When are there moments of atonement?  Is the cross the only means of atonement?  Is the atonement simply being forgiven, redeemed, restored from our (individual) sin or is there a macrocosmic scope to the atonement?  Several chapters of McKnight’s book are dedicated to those moments of atonement where God redeems us from the problem of evil and sin.  Below are four moments of atonement and some quotes that I find very thought provoking.

 Atoning Moments: Incarnation As Second Adam

“God identifies with us in the incarnation.  Without identification, without incarnation, there is no atonement.  Which is to say that the atonement is an ontological act – God’s sharing our nature and our sharing God’s – at its core: it is about God identifying with us so that we might participate in God (2 Pet. 1:4)” (pg. 54).

Atoning Moments: Crucifixion

“I suggest that we see the achievement of the cross in three expressions: Jesus dies ‘with us’ – entering into our evil and our sin and our suffering to subvert it and create a new way; Jesus dies ‘instead of us’ – he enters into our sin, our wrath, and our death; and Jesus dies ‘for us’ – his death forgives our sin, ‘declares us right,’ absorbs the wrath of God against us, and creates new life where there was once only death.

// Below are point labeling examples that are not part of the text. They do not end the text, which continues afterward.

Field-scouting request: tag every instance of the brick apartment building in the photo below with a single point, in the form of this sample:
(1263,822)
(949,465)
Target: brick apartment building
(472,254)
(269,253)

Not only is this death saving, this same death becomes the paradigm for an entirely new existence that is shaped, as Luther said of theology and life, by the cross.  A life shaped by the cross is a life bent on dying daily to self in order to love God, self, others, and the world.  And a life shaped by the cross sees in the cross God becoming the victim, identifying with the victim, suffering injustice, and shaping a cruciform pattern of life for all who would follow Jesus.  The cross reshapes all of life” (pg. 69).

 Atoning Moments: Easter

“When, then, is the resurrection all about?  If the death of Christ wipes away sin, the resurrection of Christ makes all things new.  Resurrection is about new creation.  A theory of atonement that does not flow into the resurrection is an atonement that rids one of the sin problem but does not transform life and this world.  Stopping that flow of life from God into God’s people is the abortion of full atonement” (Pg. 70). 

 Atoning Moments: Pentecost

“Pentecost is both justification and judgment.  In this one act at Pentecost (1) the people of God, in God’s act of justifying and making his judgment clear, receive the power of the Holy Spirit to create a community wherein the will of God can be done, and (2) that new community creation is at the same time a judgment on the unjust rulers of this world” (pg. 76).